There are also three types of points earned during the level, and the way the total score is calculated depends on which mission is completed. Normal points are earned by collecting rings and items. Dark points are earned by killing GUN troops (and sometimes Eggman's robots) and things in the environment (such as signs and lights.) Hero points are earned by killing Black Arms (and sometimes Eggman's robots), healing wounded or dead GUN troops and civilians, and putting out fires. The player's total score for Normal missions equals his/her Normal score plus their Time Bonus (Hero and Dark scores are ignored.) His/Her total score for Dark missions equals their Normal score plus their Dark score plus their Time Bonus minus their Hero score, and his/her total score for Hero missions equals their Normal score plus their Hero score plus their Time Bonus minus their Dark score. By earning an A rank for all stages, "Expert Mode" - a challenging version of all stages is unlocked, similar to "Super Hard Mode" in Sonic Heroes.
Final Levels & Endings
Final levels do not feature neutral missions, causing the player to choose either a Hero or Dark boss battle as their final fight.
- GUN Fortress (Pure Dark)
- Dark: Doom's Eye: Destroy GUN's 3 Central Computers then defeat Sonic the Hedgehog and Diablon (controlled by Commander). Shadow then declares he was created to bring order and justice to the humans, and he is "going to destroy this damn planet".
- Hero: Rouge the Bat: Find the 6th Chaos Emerald; afterwards, the two defeat Black Doom and Shadow declares he will conquer the universe.
- Black Comet (Semi-Dark)
- Dark: Doom's Eye: Eliminate all the GUN armies infiltrating the base, then defeat Sonic & Diablon and steal the seventh Chaos Emerald. Shadow announces himself the protector and servant of Black Doom.
- Hero: Knuckles the Echidna: Find the center of the comet; Dr. Eggman appears and demands Shadow hands over the six Emeralds to him. With Knuckles's help, Shadow defeats Eggman and declares that he, and only he, knows what is best and that he is the master of his own life.
- Lava Shelter (Neutral)
- Dark: Dr. Eggman: Activate the base's lava defenses to stop G.U.N. from entering. Afterwards, Shadow faces Eggman. Upon the Doctor's defeat, he declares that he is a copy, replacement, and, thanks to the Emeralds, stronger version of the original Shadow the Hedgehog.
- Hero: E-123 Omega: Find Dr. Eggman and defeat his army; when they find him, Omega and Shadow are determined to defeat him (Shadow stating he will make him regret creating him); when they do, Shadow announces himself "Shadow Android" and that he will take over and lead the Eggman Empire.
- Cosmic Fall (Semi-Hero)
- Dark: Doom's Eye: Find the Chaos Emerald. Shadow and Vector then defeat Eggman. He soon declares himself protector of the ARK. An interesting note about this ending is the fact that this is the only ending where Shadow defeats Eggman but spares him.

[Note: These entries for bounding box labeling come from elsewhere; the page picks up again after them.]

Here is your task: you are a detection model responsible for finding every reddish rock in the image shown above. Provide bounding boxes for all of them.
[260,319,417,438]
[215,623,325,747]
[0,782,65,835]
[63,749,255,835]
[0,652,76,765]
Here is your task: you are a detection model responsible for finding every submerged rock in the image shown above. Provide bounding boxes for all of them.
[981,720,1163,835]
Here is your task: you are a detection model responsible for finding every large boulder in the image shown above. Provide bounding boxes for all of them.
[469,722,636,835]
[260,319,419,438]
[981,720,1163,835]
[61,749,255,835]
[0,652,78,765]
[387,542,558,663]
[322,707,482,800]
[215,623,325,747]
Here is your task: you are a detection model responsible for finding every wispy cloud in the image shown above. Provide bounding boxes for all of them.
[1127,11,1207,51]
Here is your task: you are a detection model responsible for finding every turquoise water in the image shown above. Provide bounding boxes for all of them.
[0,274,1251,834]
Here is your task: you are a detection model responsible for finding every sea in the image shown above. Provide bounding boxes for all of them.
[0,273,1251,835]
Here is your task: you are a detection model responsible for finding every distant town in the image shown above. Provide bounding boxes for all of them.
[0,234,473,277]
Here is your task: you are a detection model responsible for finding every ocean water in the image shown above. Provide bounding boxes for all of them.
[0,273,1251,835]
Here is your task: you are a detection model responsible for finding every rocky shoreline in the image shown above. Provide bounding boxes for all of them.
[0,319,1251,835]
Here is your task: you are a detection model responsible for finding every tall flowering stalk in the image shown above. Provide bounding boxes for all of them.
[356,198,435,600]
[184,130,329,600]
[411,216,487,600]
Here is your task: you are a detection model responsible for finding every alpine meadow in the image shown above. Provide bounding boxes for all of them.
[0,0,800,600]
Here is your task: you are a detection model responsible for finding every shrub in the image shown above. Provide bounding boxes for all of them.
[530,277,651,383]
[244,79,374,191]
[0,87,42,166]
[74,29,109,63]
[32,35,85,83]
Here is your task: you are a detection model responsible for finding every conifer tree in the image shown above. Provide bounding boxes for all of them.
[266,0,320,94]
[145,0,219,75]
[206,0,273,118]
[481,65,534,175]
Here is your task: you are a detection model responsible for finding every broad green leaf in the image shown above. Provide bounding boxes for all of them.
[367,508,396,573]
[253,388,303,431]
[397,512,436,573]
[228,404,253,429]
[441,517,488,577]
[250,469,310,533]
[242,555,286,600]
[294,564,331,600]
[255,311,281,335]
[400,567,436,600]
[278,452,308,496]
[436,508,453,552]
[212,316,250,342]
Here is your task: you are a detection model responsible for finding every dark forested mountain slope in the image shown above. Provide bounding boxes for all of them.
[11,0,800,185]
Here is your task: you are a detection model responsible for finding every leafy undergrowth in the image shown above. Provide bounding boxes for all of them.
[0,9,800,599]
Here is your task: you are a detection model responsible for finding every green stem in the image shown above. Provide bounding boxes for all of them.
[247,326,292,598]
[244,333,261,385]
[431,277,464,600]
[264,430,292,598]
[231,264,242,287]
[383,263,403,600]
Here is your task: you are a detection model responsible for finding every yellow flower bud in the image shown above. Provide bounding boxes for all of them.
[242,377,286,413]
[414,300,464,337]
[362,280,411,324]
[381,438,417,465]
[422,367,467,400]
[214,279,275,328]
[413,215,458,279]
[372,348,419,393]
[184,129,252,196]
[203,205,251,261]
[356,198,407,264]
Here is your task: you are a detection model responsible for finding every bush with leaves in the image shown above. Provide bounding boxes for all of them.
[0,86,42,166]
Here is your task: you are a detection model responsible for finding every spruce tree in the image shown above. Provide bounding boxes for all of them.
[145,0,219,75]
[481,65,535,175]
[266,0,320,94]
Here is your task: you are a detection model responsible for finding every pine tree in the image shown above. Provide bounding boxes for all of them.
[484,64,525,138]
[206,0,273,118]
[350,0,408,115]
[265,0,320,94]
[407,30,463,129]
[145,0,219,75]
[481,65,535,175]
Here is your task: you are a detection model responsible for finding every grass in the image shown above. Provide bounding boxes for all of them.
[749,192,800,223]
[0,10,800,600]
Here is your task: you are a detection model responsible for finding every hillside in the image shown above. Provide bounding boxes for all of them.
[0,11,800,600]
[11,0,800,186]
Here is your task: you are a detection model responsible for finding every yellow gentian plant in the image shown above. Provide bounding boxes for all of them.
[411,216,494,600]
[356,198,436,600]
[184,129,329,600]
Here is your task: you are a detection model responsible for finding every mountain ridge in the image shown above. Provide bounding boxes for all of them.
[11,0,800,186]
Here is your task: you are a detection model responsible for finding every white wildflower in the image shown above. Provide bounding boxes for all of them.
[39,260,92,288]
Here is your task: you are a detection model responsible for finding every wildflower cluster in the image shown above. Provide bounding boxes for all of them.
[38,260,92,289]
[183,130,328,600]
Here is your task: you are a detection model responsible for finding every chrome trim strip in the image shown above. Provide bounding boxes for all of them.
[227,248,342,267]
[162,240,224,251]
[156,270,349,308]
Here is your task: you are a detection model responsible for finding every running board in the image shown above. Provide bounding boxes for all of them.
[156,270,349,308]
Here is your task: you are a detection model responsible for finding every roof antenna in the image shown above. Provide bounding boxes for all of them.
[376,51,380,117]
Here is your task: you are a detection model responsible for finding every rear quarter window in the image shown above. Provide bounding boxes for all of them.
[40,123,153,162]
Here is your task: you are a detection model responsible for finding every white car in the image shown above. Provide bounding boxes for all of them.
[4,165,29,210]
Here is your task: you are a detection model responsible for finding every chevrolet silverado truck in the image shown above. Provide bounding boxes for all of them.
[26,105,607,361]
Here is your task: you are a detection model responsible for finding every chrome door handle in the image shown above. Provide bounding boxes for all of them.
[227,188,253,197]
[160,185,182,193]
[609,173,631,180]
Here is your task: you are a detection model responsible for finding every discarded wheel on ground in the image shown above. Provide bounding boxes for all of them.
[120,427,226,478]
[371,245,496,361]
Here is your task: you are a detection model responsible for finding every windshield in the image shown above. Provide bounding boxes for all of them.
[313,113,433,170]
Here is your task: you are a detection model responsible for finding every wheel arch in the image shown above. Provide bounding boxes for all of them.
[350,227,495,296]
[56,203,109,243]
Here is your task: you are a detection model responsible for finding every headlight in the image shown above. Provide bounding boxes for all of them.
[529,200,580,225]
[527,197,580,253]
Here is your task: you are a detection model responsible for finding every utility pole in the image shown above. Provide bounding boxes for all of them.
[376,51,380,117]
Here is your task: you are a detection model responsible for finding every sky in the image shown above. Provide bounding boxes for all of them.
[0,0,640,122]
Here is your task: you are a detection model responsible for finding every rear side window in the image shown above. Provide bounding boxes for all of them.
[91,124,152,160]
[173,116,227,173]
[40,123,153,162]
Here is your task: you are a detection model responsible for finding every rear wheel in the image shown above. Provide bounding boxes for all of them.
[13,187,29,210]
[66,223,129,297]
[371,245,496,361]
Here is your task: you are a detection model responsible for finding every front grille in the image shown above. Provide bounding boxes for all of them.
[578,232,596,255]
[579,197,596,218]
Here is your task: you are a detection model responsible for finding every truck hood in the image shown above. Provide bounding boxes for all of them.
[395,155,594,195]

- Hero: Vector the Crocodile: Find the Computer Room before The ARK explodes then defeat Black Doom. Once Shadow gets the last emerald, he accepts to himself that he is an experiment gone horribly wrong, and leaves while Vector tries to comfort him.
- Final Haunt (Pure Hero)
- Dark: Doom's Eye: Activate the Comet's shield defenses. He later fights Sonic & Diablon. After getting all of the Emeralds, he declares himself the most powerful hedgehog in the universe.
- Hero: Sonic the Hedgehog: Find Black Doom then defeat him; Shadow announces to keep the promise he made to Maria to "protect the planet she loved so much".
This is the first game in the series to feature the 4Kids Entertainment voice actors.
Following the death of Deem Bristow, the voice of Dr. Eggman since Sonic Adventure, Sega decided to hire the 4Kids voice actors who were cast for Sonic X for the Sonic the Hedgehog games as well, with their debut featured in Shadow the Hedgehog. This move was poorly received by fans, with many criticizing the 4Kids actors as either trying to imitate their predecessors too much, or being unsuitable for their roles. Despite protests by fans, as well as a long running campaign by former Sonic voice actor Ryan Drummond to return to the role, the 4Kids voice actors were kept up until Sonic Free Riders in 2010 where the cast was replaced once more except for Mike Pollock, the voice of Doctor Eggman.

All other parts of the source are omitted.